Comment l'agence a "blanchi" des photos de propagande
C’est tout un pan de sa “part d’ombre”, que l’agence AP, une des principales agences de presse mondiales, vient de dévoiler, poussée par deux chercheurs allemands. On y découvre l’ampleur des compromissions de l’agence avec le régime nazi, de 1933 à 1945, pour pouvoir continuer d’exercer en Allemagne. Faut-il informer, selon les critères occidentaux, dans les dictatures ? La question se pose encore aujourd’hui, dans nombre de régimes totalitaires.
C’est une photo un peu grotesque, en couverture d’une brochure de propagande nazie, “Les Juifs en Amérique”. On y voit le maire de New York dans les années 30, Fiorello La Guardia, photographié en plongée, sans doute au cours d’un cocktail, et bâfrant à pleines mains, de manière peu ragoutante. Cette photo est d'autant moins flatteuse que les dirigeants nazis, en Allemagne, à la même époque, interdisent de les photographier à table, ou ingurgitant aliments solides ou liquides.
Cette photo dévalorisante d’un adversaire politique - La Guardia s’est attiré la haine de Goebbels, par ses critiques acides du régime nazi -, a une particularité : c’est une photo de l’agence américaine Associated Press. Et l’agence n’a nullement protesté contre l’utilisation, par le ministère de la propagande de Goebbels, de nombre de ses photos, pour nourrir cette brochure antisémite de 1938.

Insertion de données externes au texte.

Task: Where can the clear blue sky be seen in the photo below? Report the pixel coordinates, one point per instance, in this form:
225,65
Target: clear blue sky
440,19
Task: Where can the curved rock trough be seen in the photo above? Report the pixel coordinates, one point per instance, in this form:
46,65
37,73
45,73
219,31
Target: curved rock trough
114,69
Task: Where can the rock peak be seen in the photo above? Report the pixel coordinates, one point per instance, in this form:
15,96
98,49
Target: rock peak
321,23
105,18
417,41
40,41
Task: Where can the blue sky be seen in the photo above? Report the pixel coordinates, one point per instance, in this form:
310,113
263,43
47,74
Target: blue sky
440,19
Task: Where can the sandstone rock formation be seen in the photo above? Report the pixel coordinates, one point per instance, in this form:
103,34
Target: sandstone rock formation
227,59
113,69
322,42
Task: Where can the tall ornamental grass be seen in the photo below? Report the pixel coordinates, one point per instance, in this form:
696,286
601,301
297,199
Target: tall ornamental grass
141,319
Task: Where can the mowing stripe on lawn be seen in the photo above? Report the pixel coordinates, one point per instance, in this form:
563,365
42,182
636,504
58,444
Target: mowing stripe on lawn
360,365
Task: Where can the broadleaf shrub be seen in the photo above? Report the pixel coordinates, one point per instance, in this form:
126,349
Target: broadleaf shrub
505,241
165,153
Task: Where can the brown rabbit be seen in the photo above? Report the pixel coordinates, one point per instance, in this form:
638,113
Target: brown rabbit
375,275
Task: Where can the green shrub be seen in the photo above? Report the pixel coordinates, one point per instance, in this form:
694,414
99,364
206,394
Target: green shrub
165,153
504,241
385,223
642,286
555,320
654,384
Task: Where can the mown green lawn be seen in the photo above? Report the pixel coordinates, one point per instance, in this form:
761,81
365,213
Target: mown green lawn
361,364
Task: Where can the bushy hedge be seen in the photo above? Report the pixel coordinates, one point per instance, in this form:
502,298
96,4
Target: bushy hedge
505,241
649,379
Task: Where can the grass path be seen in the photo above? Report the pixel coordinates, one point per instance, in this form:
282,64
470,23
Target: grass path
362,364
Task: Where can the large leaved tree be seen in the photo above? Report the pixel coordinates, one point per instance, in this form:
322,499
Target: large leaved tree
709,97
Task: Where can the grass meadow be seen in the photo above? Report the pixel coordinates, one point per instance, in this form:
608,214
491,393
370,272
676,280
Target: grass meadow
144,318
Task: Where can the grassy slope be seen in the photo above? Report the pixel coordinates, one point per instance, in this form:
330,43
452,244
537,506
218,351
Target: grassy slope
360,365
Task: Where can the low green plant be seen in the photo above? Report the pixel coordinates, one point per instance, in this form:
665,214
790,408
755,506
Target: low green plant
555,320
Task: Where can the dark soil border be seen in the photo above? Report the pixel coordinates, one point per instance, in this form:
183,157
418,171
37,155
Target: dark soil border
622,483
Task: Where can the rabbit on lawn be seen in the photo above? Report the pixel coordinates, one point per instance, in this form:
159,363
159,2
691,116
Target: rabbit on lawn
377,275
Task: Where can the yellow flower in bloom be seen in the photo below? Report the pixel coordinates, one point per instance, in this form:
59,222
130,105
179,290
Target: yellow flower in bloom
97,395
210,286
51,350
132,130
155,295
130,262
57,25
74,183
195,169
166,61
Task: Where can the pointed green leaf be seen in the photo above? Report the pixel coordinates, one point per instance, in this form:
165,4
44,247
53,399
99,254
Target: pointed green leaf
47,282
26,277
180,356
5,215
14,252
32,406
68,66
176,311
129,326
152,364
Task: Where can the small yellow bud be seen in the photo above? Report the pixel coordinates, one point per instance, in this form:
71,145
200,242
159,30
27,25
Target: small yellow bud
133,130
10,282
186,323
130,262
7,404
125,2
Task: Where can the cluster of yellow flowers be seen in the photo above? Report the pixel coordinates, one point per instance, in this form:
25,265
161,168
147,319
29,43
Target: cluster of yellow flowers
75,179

Si la grande agence internationale n’a pas protesté, c’est parce que depuis l’arrivée des nazis au pouvoir, en 1933, elle est en business avec eux. Pour résumer : elle fournit la presse allemande, aux ordres du gouvernement, en photos internationales. Et elle fournit la presse internationale (dont ses quelques 1200 journaux abonnés) en photos allemandes. Dans les deux cas, sous étroit contrôle du gouvernement nazi, au risque de se prêter à toutes les manipulations, comme viennent de le découvrir deux chercheurs allemands, Harriett Scharnberg (son article, en allemand et en anglais, est ici), et Norman...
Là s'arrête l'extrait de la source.